Michael Hewitt

Personal information
- Full name: Michael Joseph Hewitt
- Date of birth: 23 October 2000 (age 25)
- Place of birth: Irvine, Scotland
- Height: 1.88 m (6 ft 2 in)
- Position: Defender

Team information
- Current team: Portadown

Youth career
- 0000–2017: Rangers

Senior career*
- Years: Team / Apps / (Gls)
- 2017–2018: Rangers / 0 / (0)
- 2017: → Edusport Academy (loan)
- 2018–2023: Ayr United / 19 / (0)
- 2019: → Kilwinning Rangers (loan)
- 2020: → Annan Athletic (loan) / 5 / (0)
- 2022–2023: → Peterhead (loan) / 11 / (1)
- 2023–2024: Hamilton Academical / 17 / (1)
- 2024–2026: Queen of the South / 51 / (7)
- 2026–: Portadown / 6 / (0)

= Michael Hewitt =

Scottish footballer

Michael Joseph Hewitt (born 23 October 2000) is a Scottish professional footballer who plays as a defender for NIFL Premiership club Portadown.

==Career==
Born in Irvine, Hewitt started his career at Bellfield Royals 2000s and won the Glasgow League in an unbeaten side, then signed for Rangers. Hewitt played youth football with Rangers and had a loan spell with Edusport Academy in 2017, with 37 appearances in the Scottish Lowland League.

Hewitt signed a two-year contract with Ayr United in the 2019 close season. Hewitt then had a spell at Kilwinning Rangers in the first-half of the 2019–20 season, with 22 appearances before joining Annan Athletic on loan in January 2020. Hewitt appeared in 5 league matches for the Galabankies before the league was cut short due to the corona pandemic.

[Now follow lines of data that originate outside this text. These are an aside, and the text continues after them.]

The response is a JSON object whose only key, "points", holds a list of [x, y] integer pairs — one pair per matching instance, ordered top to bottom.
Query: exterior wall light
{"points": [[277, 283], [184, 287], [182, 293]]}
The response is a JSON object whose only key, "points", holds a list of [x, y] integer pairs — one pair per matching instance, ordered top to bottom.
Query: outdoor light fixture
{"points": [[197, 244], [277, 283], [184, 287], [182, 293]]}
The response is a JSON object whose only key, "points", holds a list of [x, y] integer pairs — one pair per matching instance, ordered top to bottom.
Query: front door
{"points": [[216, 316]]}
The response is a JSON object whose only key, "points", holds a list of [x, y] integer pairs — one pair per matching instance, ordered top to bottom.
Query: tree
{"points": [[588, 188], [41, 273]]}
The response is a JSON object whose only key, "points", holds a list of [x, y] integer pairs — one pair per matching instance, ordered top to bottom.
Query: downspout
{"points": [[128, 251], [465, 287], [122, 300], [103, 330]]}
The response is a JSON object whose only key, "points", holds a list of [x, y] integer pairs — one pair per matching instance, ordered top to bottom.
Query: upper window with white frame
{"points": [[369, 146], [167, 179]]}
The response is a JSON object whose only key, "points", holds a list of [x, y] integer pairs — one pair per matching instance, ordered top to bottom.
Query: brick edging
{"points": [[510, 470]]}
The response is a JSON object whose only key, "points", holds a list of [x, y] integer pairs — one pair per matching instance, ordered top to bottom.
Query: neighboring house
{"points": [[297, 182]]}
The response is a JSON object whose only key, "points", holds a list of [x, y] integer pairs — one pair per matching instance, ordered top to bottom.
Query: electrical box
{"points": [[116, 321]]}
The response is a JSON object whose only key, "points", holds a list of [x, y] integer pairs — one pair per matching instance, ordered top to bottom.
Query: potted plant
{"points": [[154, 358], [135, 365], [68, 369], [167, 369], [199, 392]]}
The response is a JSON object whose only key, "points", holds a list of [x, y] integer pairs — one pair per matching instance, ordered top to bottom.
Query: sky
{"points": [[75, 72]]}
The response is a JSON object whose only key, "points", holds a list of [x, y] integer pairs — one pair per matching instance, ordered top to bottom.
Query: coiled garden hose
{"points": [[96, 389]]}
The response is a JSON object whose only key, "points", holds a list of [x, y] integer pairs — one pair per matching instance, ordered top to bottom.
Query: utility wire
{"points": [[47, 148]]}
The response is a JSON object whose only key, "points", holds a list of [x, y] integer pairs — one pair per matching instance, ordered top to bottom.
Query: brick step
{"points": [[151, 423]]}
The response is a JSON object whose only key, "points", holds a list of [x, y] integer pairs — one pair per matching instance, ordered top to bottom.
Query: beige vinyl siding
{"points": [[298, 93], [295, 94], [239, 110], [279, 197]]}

Hewitt's first-team debut for Ayr United was on 6 October 2020 in a 5–2 Scottish League Cup victory away to Albion Rovers, before making his league debut for the club away to Inverness Caledonian Thistle in the Scottish Championship on 24 October 2020. Hewitt made 8 appearances for the Honest Men in the 2020-21 season.

Hewitt was then loaned to Peterhead in September 2022.

On 4 August 2023, Hewitt joined Scottish League One club Hamilton Academical on a permanent deal.

On 9 July 2024, it was announced that Hewitt signed a one-year deal with Queen of the South.